GE shares sink as CEO Culp can’t hit bottom in aviation business

Shares in General Electric Co. sank into volatile operations on Wednesday after the diversified industrial conglomerate said it suffered “general” weakness in the second quarter and indicated that its aviation business could take years to recover from the effects of the pandemic. COVID-19.

The GE stock,
It took a 4.4% dip to close at the three-week low of $ 6.59. That reversed a gain of up to 1.6% just moments after opening, and a pre-market recovery of up to 4.5% minutes after second-quarter results were released. Trading volume increased to 146.7 million shares, approximately double the full-day average of 73.2 million shares.

The liquidation marks the biggest one-day decline after earnings since it fell 8.8% on October 30, 2018, after GE reported third-quarter 2018 results.

Back then, the energy business was GE’s biggest problem, and aviation was its favorite. In the last quarter, Power continued to show improvements and aviation continued to be the biggest problem, as the BA base of the company Boeing Co.
The 737 MAX aircraft and the COVID-19 pandemic weighed heavily.

GE shares have fallen 41% to date, while the DIA Jones Industrial Average DJIA,
+ 0.60%
it has fallen 7%.

See also: GE shares shrink to a minimum of 3 decades as the airline industry outlook darkens.

FactSet, MarketWatch

On Wednesday, GE reported second-quarter net losses that expanded to $ 2.18 billion, or 26 cents per share, from $ 61 million, or 1 cent per share, and an adjusted loss of 15 cents per share, which did not reach FactSet loss consensus of 10 cents per share.

“Now, as we expected, our financial performance declined across the board in the quarter,” Chief Executive Larry Culp said, according to a FactSet transcript of GE’s conference call with analysts, after the COVID-19 pandemic took over a high price.

Meanwhile, what may have given the action an early boost was that overall revenue fell 24% to $ 17.75 billion, but exceeded expectations of $ 17.01 billion. And free cash flow (FCF) was negative $ 2.1 billion, which was much better than negative expectations of $ 3.3 billion. And Chief Executive Larry Culp reiterated his view that the FCF would be positive again in 2021.

Additionally, GE said it was launching a program to sell its stake in Baker Hughes Co. BKR,
over the next three years, and I planned to use the proceeds to pay off the debt. GE said it owned 377.4 million Baker Hughes shares, which at current share prices would be valued at about $ 5.9 billion.

Culp said in the conference call that GE’s overall financial performance began to see signs of improvement in June and July.

However, specifically for the aviation business, Culp said the drivers who really hurt business in March: airlines that conserve cash, don’t fly the planes they have, limit maintenance spending and defer orders, “remain relevant today. “

“We are planning a sharp market downturn this year, and probably a slow recovery for several years,” Culp said.

GE Aviation revenue fell 44% to $ 4.38 in the second quarter, without the FactSet consensus of $ 4.62 billion. In comparison, Raytheon Technologies Corp. RTX,
reported Tuesday that sales at its Collins Aerospace business fell 35% to $ 4.30 billion, above expectations of $ 3.56 billion, according to FactSet. And Honeywell International Inc. HON,
+ 1.69%
reported on July 24 that aerospace sales fell 28% to $ 2.54 billion but exceeded expectations of $ 2.41 billion.

See related: GE shares sink after Warren Buffett’s negative outlook, ‘permanent’ job cuts at Aviation.

Wolfe Research analyst Nigel Coe asked on GE’s analyst call if that, given “very encouraging” trends in airline departures in recent months, could the second quarter be considered the “low point” for aviation , but Culp could not say yes. He said that while the starting trends are encouraging, “by no means are we suggesting” things will be easier.

“I think this will continue to be a challenging environment as governments and the public discuss how to react broadly to trends in the case,” Culp said.

“So we will have to see how it develops,” Culp said.

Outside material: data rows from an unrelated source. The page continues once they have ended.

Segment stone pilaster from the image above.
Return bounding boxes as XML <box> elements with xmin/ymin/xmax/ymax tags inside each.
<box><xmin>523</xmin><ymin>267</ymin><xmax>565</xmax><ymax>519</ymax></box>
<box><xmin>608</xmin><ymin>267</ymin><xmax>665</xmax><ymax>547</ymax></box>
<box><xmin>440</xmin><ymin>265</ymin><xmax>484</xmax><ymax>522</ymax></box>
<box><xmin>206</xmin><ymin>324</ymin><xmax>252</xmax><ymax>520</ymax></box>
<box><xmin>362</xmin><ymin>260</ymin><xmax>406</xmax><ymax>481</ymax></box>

Credit Suisse analyst John Walsh asked that given all the cash flow put and take, how will GE hit a positive FCF in 2021?

Culp said Healthcare is “well positioned to lead” the recovery, and “changes” in Energy and Renewable Energy are expected to continue. But for Aviation, Culp repeated that he expected a “multi-year recovery.”

When Morgan Stanley’s Josh Pokrzywinski continued to ask for a “cadence” for that multi-year recovery, Culp was unable to give a direct response.

He said that the best airline departures should help the Aviation services business, but as airlines work through what this means for them, not just in terms of their fleet plans, their own cash preservation efforts. and its future maintenance programs, the service business will continue to be under pressure.

“I just don’t think there are really two ways to do it,” Culp said. “So despite the improvement in outings and that sequential increase, I think we are aware that this will be a challenge for us in 2020, and that will not be the end.”